Antioche vit périr pour le Christ Tyrannio, évêque de Tyr, et le prêtre médecin[117] Zenobius, originaire de Sidon : le premier noyé dans la mer, le second déchiré jusqu’à ce qu’il expirât[118]. Dans Tyr, veuve de son évêque, des chrétiens d’origine égyptienne furent condamnés aux bêtes. J’assistais, dit Eusèbe, à leur combat. Après avoir, selon l’usage, défilé sous les fouets des bestiaires, les martyrs furent exposés dans l’arène à l’attaque des animaux féroces. J’ai vu alors, continue l’historien, la puissance de Notre Seigneur Jésus-Christ se manifester en faveur de ceux qui lui rendaient témoignage. Malgré les efforts des païens, malgré les gestes par lesquels les condamnés eux-mêmes étaient, contraints d’exciter la fureur des bêtes fauves, celles-ci refusaient de leur faire aucun mal. Par trois fois elles furent lâchées contre les martyrs, par trois fois elles les épargnèrent. Le courage des condamnés, la force d’âme qui éclatait jusque dans de faibles corps, faisaient l’admiration des spectateurs. Vous auriez vu un jeune homme de vingt ans à peine, qui, n’étant point lié, les mains étendues en croix, priait avec un calme intrépide, et, sans reculer, sans faire un mouvement, attendait l’ours et le léopard : ceux-ci paraissaient d’abord ne respirer que mort et carnage : ils semblaient sur le point de dévorer le chrétien : puis ils s’en allaient, comme si une force inconnue leur eût fermé la gueule. Les choses se sont passées comme je le dis. Vous en auriez vu d’autres (car ils étaient cinq) exposés à un taureau furieux : il avait déjà lancé en l’air plusieurs païens, qu’on avait dû emporter inanimés : mais, au moment de se jeter sur les saints martyrs, il ne pouvait plus avancer : il frappait la terre du pied, secouait ses cornes, excité encore par la chaleur de la flamme et les piqûres d’un fer rouge[119] : puis il se détournait, comme repoussé par la main divine. Après ces bêtes, d’autres furent lancées, sans plus de succès. Enfin, sortis intacts de tant d’assauts, les martyrs furent décapités, et jetés ensuite à la mer[120].

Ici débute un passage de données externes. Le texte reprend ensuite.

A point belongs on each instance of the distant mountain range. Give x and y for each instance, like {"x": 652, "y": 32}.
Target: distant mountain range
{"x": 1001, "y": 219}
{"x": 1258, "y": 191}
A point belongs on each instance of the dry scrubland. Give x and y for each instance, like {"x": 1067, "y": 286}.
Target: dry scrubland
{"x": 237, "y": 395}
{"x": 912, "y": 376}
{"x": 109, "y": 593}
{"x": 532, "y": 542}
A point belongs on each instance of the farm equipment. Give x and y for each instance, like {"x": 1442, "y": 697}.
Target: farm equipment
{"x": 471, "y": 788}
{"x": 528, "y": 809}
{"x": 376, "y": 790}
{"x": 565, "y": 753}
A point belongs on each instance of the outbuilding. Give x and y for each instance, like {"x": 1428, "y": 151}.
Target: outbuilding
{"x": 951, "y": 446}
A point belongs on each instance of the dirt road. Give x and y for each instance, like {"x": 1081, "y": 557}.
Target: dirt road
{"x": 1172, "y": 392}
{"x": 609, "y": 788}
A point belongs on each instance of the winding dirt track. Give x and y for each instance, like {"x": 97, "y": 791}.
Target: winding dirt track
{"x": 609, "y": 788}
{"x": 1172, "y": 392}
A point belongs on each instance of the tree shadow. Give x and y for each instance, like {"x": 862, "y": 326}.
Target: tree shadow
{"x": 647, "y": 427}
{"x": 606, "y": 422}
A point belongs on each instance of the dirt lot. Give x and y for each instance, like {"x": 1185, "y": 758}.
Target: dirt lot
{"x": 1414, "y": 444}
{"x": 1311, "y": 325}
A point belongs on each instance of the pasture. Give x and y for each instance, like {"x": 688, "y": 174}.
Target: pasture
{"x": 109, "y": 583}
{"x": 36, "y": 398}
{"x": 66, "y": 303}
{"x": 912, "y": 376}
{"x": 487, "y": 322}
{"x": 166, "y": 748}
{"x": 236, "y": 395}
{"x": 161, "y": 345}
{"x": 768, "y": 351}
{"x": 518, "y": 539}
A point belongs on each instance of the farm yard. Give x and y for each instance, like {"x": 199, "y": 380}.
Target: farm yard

A Gaza, en Palestine, eut lieu aussi, dès 304, la condamnation de plusieurs chrétiens. Timothée, après avoir souffert d’innombrables tourments, fut enfin Brûlé, mais lentement et à petit feu, sans que ni sa piété envers Dieu, ni sa constance dans la douleur, se démentissent un seul instant[121]. Avec lui avaient été jugés Agapius et Thecla, qui montrèrent, quand on les mit à la torture, un courage égal. L’un et l’autre furent condamnés aux bêtes[122]. Thecla périt dans l’amphithéâtre ; Agapius, après y avoir été exposé, en fut retiré pour être remis en prison, où il restera pendant deux ans encore avant de consommer son martyre[123].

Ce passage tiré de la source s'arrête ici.